TL;DR: All webservices running on the grid engine backend in Toolforge were restarted around 2019-10-18 21:29 UTC. Following the restart, these jobs should retain the ability to write to their original TMPDIR.
Earlier this week Musikanimal commented on a stale ticket [0] about a mysteriously intermittent "(chunk.c.553) opening temp-file failed: No such file or directory" error in a particular webservice. A related bug [1] (now merged into the first as a duplicate) had been looked at in depth previously by Zhuyifei1999 with no clear conclusion. I started looking into the problem with little expectation of finding an answer, but a hope that I could at least rule some things out as the "root cause".
I got lucky this time and did figure out a root cause for the problem. It turns out that Grid Engine creates a unique directory under /tmp for each job that is started. This directory is named /tmp/{job number}.{task number}.{queue name}. The job's main process is started with the TMPDIR environment variable pointing to this unique directory. Separately, we have a daily cron task which runs on each Grid Engine exec node marked as a part of the webgrid-generic or webgrid-lighttpd job queues to remove files and empty directories under /tmp which have not been accessed in more than 24 hours. This cleanup task was deleting the empty TMPDIR of jobs which had not written to or read from their TMPDIR in more than 24 hours. Once I made this connection, the fix was as simple as configuring the cleanup task to ignore empty directories that look like the TMPDIR pattern used by Grid Engine.

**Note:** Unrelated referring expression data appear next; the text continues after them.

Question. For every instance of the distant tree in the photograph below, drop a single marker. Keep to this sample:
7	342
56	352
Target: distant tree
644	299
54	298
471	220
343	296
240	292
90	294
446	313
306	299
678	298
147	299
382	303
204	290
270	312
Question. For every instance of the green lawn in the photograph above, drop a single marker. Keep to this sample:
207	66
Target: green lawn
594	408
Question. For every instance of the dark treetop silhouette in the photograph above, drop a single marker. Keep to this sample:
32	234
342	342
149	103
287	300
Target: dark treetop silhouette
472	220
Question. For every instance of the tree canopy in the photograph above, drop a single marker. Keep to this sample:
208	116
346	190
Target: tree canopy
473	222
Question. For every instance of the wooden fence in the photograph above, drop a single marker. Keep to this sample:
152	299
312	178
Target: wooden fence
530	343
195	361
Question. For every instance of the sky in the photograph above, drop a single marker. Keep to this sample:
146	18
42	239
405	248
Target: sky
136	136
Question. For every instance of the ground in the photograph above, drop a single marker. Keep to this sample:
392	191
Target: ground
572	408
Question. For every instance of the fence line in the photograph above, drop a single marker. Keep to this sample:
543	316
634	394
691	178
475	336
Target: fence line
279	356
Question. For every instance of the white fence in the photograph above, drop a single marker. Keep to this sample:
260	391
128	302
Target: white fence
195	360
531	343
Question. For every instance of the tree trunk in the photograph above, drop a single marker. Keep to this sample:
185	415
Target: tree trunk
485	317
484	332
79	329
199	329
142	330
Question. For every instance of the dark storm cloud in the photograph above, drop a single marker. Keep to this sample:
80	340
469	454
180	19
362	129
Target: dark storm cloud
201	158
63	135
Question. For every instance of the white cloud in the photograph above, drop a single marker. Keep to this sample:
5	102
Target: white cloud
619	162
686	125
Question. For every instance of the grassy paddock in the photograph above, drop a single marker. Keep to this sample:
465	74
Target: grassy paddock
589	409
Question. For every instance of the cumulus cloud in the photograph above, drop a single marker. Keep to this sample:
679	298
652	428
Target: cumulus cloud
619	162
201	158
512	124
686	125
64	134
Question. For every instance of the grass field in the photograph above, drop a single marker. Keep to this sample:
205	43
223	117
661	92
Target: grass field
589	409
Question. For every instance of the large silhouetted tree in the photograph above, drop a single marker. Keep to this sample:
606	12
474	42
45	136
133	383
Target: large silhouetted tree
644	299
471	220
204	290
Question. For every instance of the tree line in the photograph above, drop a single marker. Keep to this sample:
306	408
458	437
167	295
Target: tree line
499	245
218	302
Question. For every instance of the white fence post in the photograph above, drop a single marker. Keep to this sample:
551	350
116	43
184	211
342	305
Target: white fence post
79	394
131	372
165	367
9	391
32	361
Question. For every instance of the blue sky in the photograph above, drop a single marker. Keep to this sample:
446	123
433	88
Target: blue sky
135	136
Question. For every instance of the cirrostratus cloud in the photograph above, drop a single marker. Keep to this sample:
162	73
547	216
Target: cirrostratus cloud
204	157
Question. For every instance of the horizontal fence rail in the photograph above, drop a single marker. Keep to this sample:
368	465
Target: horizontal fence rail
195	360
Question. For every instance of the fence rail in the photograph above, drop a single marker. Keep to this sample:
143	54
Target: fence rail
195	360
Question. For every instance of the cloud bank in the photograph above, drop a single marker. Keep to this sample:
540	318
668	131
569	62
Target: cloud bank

After the configuration change was deployed, I setup a temporary webservice to monitor its own TMPDIR to verify that it was indeed fixed. Earlier today that tool crossed the 48 hour runtime worst case I had calculated with no recurrence of the error. With that confirmation of the fix, I decided to restart all of the webservice jobs running on the grid engine in Toolforge to ensure that they have a TMPDIR created. This seemed like a better solution than just emailing the cloud-announce list to tell folks to restart their webservices if they were likely to be affected.
The process I went through in debugging is well documented on the task [2]. The notes there do not include all the web searches I did for various error messages and documentation of FOSS software involved in the webservice, but they do pretty clearly show that I started out looking in one place and ended up figuring out the root cause was something completely different. The final analysis also shows how fixing one problem [3] can unintentionally lead to new problems.
[0]: https://phabricator.wikimedia.org/T217815 [1]: https://phabricator.wikimedia.org/T225966 [2]: https://phabricator.wikimedia.org/T217815#5577987 [3]: https://phabricator.wikimedia.org/T190185
Bryan